Artfremde Mutterliebe
Wenn die Löwin ein Antilopenbaby adoptiert
Dass sich Tiere auch mal um die Jungen anderer Tiere ihrer Art kümmern, ist nicht ungewöhnlich. Wenn aber eine Löwin eine Antilope adoptiert, eine Taube Hasenbabys unter ihre Fittiche nimmt und ein Hund sich um verwaiste Frischlinge kümmert, liegt die Sache etwas anders.

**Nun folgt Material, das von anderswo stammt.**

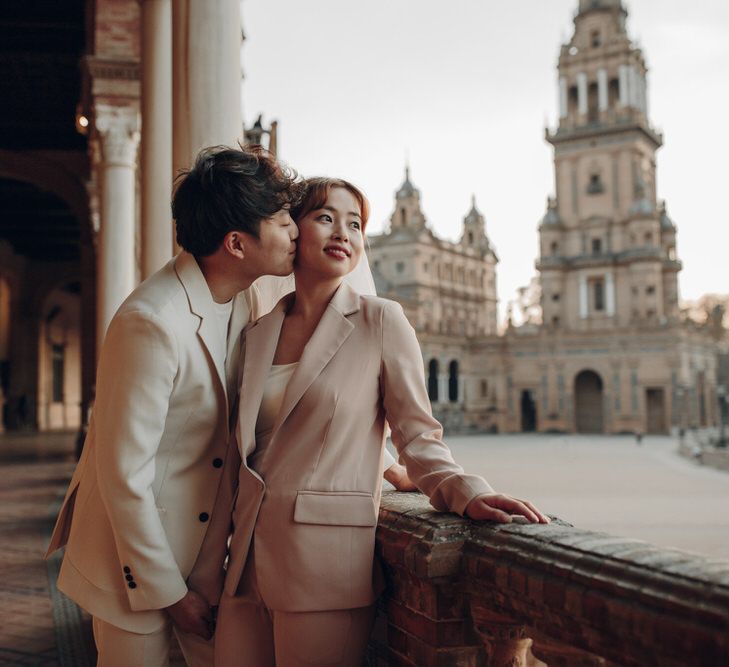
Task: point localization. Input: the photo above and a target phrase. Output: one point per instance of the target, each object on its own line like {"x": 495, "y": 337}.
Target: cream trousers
{"x": 121, "y": 648}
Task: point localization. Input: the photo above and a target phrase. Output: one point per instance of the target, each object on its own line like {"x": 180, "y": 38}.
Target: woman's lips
{"x": 337, "y": 253}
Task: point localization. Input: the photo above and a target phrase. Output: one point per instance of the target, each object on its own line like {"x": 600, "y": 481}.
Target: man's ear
{"x": 234, "y": 244}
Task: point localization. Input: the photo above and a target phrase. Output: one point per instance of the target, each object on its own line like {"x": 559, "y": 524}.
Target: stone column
{"x": 563, "y": 104}
{"x": 581, "y": 93}
{"x": 118, "y": 135}
{"x": 206, "y": 77}
{"x": 156, "y": 146}
{"x": 584, "y": 297}
{"x": 443, "y": 388}
{"x": 623, "y": 86}
{"x": 602, "y": 89}
{"x": 609, "y": 294}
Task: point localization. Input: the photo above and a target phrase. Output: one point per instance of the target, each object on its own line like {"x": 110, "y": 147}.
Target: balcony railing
{"x": 462, "y": 593}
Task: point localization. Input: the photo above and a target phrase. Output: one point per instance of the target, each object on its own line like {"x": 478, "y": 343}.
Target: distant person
{"x": 137, "y": 508}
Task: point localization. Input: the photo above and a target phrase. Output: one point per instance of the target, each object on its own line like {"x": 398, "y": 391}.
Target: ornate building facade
{"x": 611, "y": 353}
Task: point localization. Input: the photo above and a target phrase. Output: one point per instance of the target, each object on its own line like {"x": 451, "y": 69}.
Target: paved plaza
{"x": 609, "y": 484}
{"x": 601, "y": 483}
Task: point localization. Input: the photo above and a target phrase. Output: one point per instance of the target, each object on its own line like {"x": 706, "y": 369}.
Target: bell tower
{"x": 607, "y": 247}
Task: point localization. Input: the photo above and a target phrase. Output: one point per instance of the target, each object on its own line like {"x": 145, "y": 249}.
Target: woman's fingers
{"x": 514, "y": 506}
{"x": 543, "y": 518}
{"x": 499, "y": 507}
{"x": 480, "y": 510}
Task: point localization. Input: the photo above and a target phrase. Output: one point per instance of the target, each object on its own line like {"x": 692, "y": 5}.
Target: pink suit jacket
{"x": 310, "y": 509}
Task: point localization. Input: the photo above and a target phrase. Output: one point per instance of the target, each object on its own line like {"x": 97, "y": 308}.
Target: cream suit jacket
{"x": 310, "y": 509}
{"x": 136, "y": 510}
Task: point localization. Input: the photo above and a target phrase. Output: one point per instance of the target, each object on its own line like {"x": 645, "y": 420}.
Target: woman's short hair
{"x": 229, "y": 189}
{"x": 316, "y": 191}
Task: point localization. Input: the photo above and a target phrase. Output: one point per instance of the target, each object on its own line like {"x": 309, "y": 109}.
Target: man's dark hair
{"x": 229, "y": 189}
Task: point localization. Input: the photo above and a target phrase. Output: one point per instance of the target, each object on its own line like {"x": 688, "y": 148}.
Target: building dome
{"x": 407, "y": 189}
{"x": 551, "y": 217}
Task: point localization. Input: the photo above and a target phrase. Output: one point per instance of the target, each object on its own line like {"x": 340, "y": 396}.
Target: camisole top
{"x": 273, "y": 393}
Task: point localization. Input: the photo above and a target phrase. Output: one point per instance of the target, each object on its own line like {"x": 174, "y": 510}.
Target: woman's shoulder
{"x": 378, "y": 308}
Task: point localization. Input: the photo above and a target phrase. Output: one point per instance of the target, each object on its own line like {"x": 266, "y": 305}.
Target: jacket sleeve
{"x": 137, "y": 369}
{"x": 416, "y": 434}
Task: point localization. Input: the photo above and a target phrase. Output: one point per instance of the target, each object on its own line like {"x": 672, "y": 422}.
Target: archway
{"x": 47, "y": 247}
{"x": 433, "y": 380}
{"x": 4, "y": 345}
{"x": 59, "y": 359}
{"x": 588, "y": 403}
{"x": 528, "y": 411}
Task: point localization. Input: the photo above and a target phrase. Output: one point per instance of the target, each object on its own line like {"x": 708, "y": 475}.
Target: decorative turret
{"x": 407, "y": 211}
{"x": 474, "y": 229}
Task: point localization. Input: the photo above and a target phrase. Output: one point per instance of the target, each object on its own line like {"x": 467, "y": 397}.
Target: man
{"x": 139, "y": 501}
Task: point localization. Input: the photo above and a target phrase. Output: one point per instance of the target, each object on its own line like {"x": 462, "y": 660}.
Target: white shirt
{"x": 223, "y": 312}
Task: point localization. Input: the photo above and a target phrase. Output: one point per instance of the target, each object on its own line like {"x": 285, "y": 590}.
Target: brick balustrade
{"x": 461, "y": 593}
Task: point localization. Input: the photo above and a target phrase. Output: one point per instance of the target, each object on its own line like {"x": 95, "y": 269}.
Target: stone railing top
{"x": 623, "y": 599}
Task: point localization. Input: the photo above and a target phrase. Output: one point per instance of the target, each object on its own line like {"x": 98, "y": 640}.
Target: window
{"x": 595, "y": 185}
{"x": 57, "y": 368}
{"x": 598, "y": 295}
{"x": 453, "y": 381}
{"x": 433, "y": 380}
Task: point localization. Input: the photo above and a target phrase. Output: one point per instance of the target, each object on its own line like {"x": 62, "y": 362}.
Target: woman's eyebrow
{"x": 334, "y": 210}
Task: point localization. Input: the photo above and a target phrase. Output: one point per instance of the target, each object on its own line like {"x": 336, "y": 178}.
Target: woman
{"x": 322, "y": 374}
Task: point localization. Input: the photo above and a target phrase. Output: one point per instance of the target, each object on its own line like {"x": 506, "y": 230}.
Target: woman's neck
{"x": 313, "y": 296}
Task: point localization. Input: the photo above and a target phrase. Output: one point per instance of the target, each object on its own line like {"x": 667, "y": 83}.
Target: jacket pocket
{"x": 335, "y": 508}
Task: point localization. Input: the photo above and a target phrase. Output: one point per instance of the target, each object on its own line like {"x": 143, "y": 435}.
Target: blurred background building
{"x": 104, "y": 101}
{"x": 602, "y": 345}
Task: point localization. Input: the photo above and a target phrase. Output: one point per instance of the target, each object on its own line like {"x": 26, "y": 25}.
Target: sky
{"x": 462, "y": 90}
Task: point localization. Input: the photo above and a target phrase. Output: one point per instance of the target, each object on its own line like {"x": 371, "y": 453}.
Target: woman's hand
{"x": 499, "y": 507}
{"x": 398, "y": 477}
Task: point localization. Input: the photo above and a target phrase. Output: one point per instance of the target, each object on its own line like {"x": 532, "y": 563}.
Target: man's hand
{"x": 499, "y": 507}
{"x": 193, "y": 614}
{"x": 398, "y": 477}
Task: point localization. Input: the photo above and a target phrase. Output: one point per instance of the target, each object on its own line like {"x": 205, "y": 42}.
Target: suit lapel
{"x": 331, "y": 332}
{"x": 260, "y": 343}
{"x": 201, "y": 304}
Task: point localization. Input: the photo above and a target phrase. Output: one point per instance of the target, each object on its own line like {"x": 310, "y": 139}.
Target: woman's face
{"x": 331, "y": 242}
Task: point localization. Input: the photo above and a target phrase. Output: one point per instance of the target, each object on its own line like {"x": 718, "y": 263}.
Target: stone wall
{"x": 461, "y": 593}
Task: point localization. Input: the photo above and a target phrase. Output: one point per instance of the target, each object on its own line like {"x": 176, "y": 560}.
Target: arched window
{"x": 433, "y": 380}
{"x": 453, "y": 381}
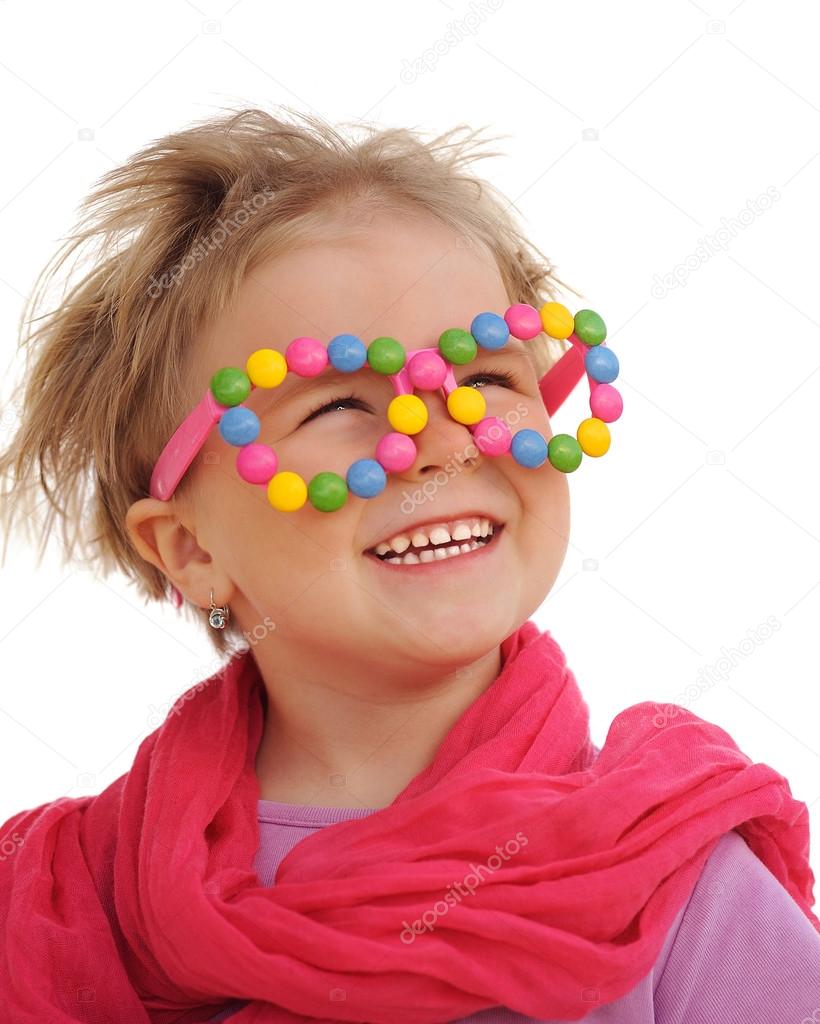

Der Anblick von Tier- und Menschenkindern löst bei uns einen mütterlichen Instinkt aus. Dies führt dazu, dass wir uns auch mal um fremde Kinder kümmern. In der Tierwelt ist das nicht anders. Erwachsene Tiere nehmen sich verwaister Jungtiere an, vorzugsweise der eigenen Art und Familie. Weitaus seltener allerdings werden Jungtiere einer anderen Art adoptiert. Tritt ein solcher Fall ein, können laut dem deutschen Biologen und «Tierwelt»-Autor Mario Ludwig die Gründe dafür unterschiedlichster Natur sein. Tiermütter, die das eigene Junge verloren haben, übertragen manchmal ihren Brutpflegeinstinkt auch auf artfremde Tiere. Verhaltensforscher reden von einer sogenannten Fehl- respektive unnatürlichen biologischen Prägung.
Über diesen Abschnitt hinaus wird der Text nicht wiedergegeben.